ECLI:NL:GHARL:2018:5961

Gerechtshof Arnhem-Leeuwarden

Datum uitspraak
26 juni 2018
Publicatiedatum
26 juni 2018
Zaaknummer
200.155.437
Instantie
Gerechtshof Arnhem-Leeuwarden
Type
Uitspraak
Rechtsgebied
Civiel recht
Procedures
  • Hoger beroep
Vindplaatsen
  • Rechtspraak.nl
AI samenvatting door LexboostAutomatisch gegenereerd

Prejudiciële vragen over de geldigheid van contractuele bedingen in de kalversector en de impact op EU-subsidies

In deze zaak heeft het Gerechtshof Arnhem-Leeuwarden op 26 juni 2018 uitspraak gedaan in hoger beroep over een geschil tussen een kalverhouder en Veevoederbedrijf Alpuro B.V. De zaak betreft de geldigheid van een samenstel van contractuele bedingen die de bedrijfstoeslag, een EU-subsidie, die aan de kalverhouder toekomt, aftrekt van de prijs die Alpuro betaalt voor de gemeste kalveren. De kalverhouder stelde dat deze regeling in strijd is met de doelstellingen van de Europese verordening inzake inkomenssteun voor landbouwers. Het Hof heeft prejudiciële vragen gesteld aan het Hof van Justitie van de Europese Unie (HvJ EU), die op 9 november 2017 heeft geoordeeld dat de verordening zich niet verzet tegen een dergelijke regeling, mits deze is gebaseerd op wederzijdse voordelen en verplichtingen tussen de partijen. Het Gerechtshof heeft in zijn eindarrest geoordeeld dat het hoger beroep van de kalverhouder ongegrond is, en heeft het vonnis van de rechtbank Gelderland bekrachtigd. De kalverhouder is veroordeeld in de kosten van het hoger beroep, die zijn vastgesteld op € 5.114 voor griffierecht en € 11.757 voor salaris advocaat. Het arrest is openbaar uitgesproken en is uitvoerbaar bij voorraad.

Uitspraak

GERECHTSHOF ARNHEM-LEEUWARDEN

locatie Arnhem
afdeling civiel recht
zaaknummer gerechtshof 200.155.437
(zaaknummer rechtbank Gelderland C/06/137004)
arrest van 26 juni 2018
in de zaak van
[de kalverhouder],
wonende te [woonplaats] , gemeente [gemeente] ,
appellant,
in eerste aanleg: eiser in conventie, verweerder in voorwaardelijke reconventie,
hierna: [de kalverhouder] ,
advocaat: mr. J.M.M. Kroon,
tegen:
de besloten vennootschap met beperkte aansprakelijkheid
Veevoederbedrijf Alpuro B.V.,
gevestigd te [vestigingsplaats] , gemeente [gemeente] ,
geïntimeerde,
in eerste aanleg: gedaagde in conventie, eiseres in voorwaardelijke reconventie,
hierna: Alpuro,
advocaat: mr. J.C.B.C. Geerts.

1.Het verdere verloop van het geding in hoger beroep

1.1
Het hof neemt de inhoud van het tussenarrest van 19 april 2016 hier over.
1.2
Het verdere verloop blijkt uit:
■ het arrest van het Hof van Justitie van de Europese Unie, C-227/16, van 9 november 2017,
■ de memorie van [de kalverhouder] ,
■ de antwoordmemorie van Alpuro.
1.3
Vervolgens hebben partijen de stukken voor het wijzen van arrest aan het hof overgelegd en heeft het hof arrest bepaald.

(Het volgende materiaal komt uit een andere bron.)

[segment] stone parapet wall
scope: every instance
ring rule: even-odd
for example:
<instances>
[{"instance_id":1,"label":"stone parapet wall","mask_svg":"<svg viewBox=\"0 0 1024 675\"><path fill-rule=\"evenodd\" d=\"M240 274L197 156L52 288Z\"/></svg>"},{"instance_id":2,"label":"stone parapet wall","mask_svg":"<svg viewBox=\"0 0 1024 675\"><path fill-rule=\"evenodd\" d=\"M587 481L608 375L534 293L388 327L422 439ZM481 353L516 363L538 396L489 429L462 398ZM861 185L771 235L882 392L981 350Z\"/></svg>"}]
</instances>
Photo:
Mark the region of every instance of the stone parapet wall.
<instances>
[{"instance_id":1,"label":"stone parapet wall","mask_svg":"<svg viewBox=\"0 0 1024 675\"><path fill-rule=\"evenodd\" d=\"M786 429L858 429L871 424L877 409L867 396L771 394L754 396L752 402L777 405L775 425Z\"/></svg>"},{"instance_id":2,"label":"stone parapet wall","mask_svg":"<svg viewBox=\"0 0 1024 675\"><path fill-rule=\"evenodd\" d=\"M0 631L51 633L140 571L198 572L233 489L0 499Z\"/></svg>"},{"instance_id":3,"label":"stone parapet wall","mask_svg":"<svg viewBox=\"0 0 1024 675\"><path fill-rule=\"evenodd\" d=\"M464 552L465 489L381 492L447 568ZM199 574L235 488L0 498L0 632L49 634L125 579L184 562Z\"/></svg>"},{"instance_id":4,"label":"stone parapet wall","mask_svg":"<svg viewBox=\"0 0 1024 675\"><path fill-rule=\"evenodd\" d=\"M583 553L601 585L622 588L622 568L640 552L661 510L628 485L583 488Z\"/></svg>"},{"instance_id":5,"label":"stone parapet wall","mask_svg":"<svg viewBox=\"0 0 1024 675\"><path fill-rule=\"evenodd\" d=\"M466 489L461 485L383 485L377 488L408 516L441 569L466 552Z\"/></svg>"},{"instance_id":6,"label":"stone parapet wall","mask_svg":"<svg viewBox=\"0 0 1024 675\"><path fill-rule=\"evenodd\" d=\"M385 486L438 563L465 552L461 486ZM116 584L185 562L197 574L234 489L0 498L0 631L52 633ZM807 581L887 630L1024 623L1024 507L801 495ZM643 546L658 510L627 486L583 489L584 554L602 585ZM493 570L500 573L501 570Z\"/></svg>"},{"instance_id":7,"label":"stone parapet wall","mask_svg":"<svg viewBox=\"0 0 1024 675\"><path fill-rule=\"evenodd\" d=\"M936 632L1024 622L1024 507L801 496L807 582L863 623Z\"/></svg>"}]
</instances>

2.De verdere beoordeling van de grieven en de vordering

2.1
Het hof heeft in zijn tussenarrest van 19 april 2016 de navolgende prejudiciële vragen gesteld aan het Hof van Justitie van de Europese Unie (HvJ EU):
1. Is een samenstel van bedingen in een overeenkomst tussen een kalvermester en een integratiebedrijf, zoals weergegeven in 3.4 en 3.5 van dit arrest, waaruit volgt dat de aan de kalvermester toegekende bedrijfstoeslag krachtens Verordening (EG) nr. 73/2009 van de Raad van 19 januari 2009 tot vaststelling van gemeenschappelijke voorschriften voor regelingen inzake rechtstreekse steunverlening aan landbouwers in het kader van het gemeenschappelijk landbouwbeleid en tot vaststelling van bepaalde steunregelingen voor landbouwers, toekomt aan het integratiebedrijf door middel van aftrek van de prijs voor de vette kalveren, geldig gezien de doelstellingen van deze Verordening, met name de verschaffing van een redelijke levensstandaard voor landbouwers door middel van rechtstreekse inkomenssteun en de bevordering van volksgezondheid, diergezondheid, milieu en dierenwelzijn?
2. In geval van ontkennende beantwoording van vraag 1: heeft de nationale rechter gezien de bestaande strijd met de doelstellingen van Verordening 73/2009 de bevoegdheid om de overeenkomst op basis van de
clausula-rebus-sic-stantibus-leer aldus te wijzigen dat het door de nietigheid ontstane nadeel voor het integratiebedrijf geheel of gedeeltelijk wordt opgeheven, in het bijzonder door verlaging van de prijs voor vette kalveren?
2.2
Het HvJ EU heeft bij arrest van 9 november 2017 op de eerste vraag geantwoord dat verordening nr. 73/2009 aldus moet worden uitgelegd dat zij zich niet verzet tegen een contractuele clausule krachtens welke het bedrag van de steun waarop een kalvermester aanspraak kan maken in het kader van de bedrijfstoeslagregeling, toekomt aan een integratiebedrijf wanneer de overdracht van die steun past in het kader van wederzijdse voordelen en verplichtingen waarover tussen de partijen bij de overeenkomst is onderhandeld. Het heeft verder beslist dat gelet op het antwoord op vraag een de tweede vraag niet behoefde te worden beantwoord. De motivering van de beslissing luidt als volgt:
23 In het hoofdgeding staat vast dat de steun voor de jaren 2010 tot en met 2012 aan [de kalverhouder] is betaald. De partijen bij de integratieovereenkomst zijn evenwel overeengekomen, in essentie, dat alle steun waarop [de kalverhouder] aanspraak kon maken in het kader van de bedrijfstoeslagregeling, toekwam aan Alpuro. In de praktijk werd die steun afgetrokken van de prijs die Alpuro moest betalen voor de aankoop van de gemeste kalveren, in overeenstemming met de artikelen 9 en 10 van die overeenkomst.
24 Een dergelijke contractuele bepaling leidt tot de vraag of die partijen de bedoeling hadden om Alpuro, in strijd met de doelstellingen van verordening nr. 73/2003, de echte begunstigde van genoemde steun te maken.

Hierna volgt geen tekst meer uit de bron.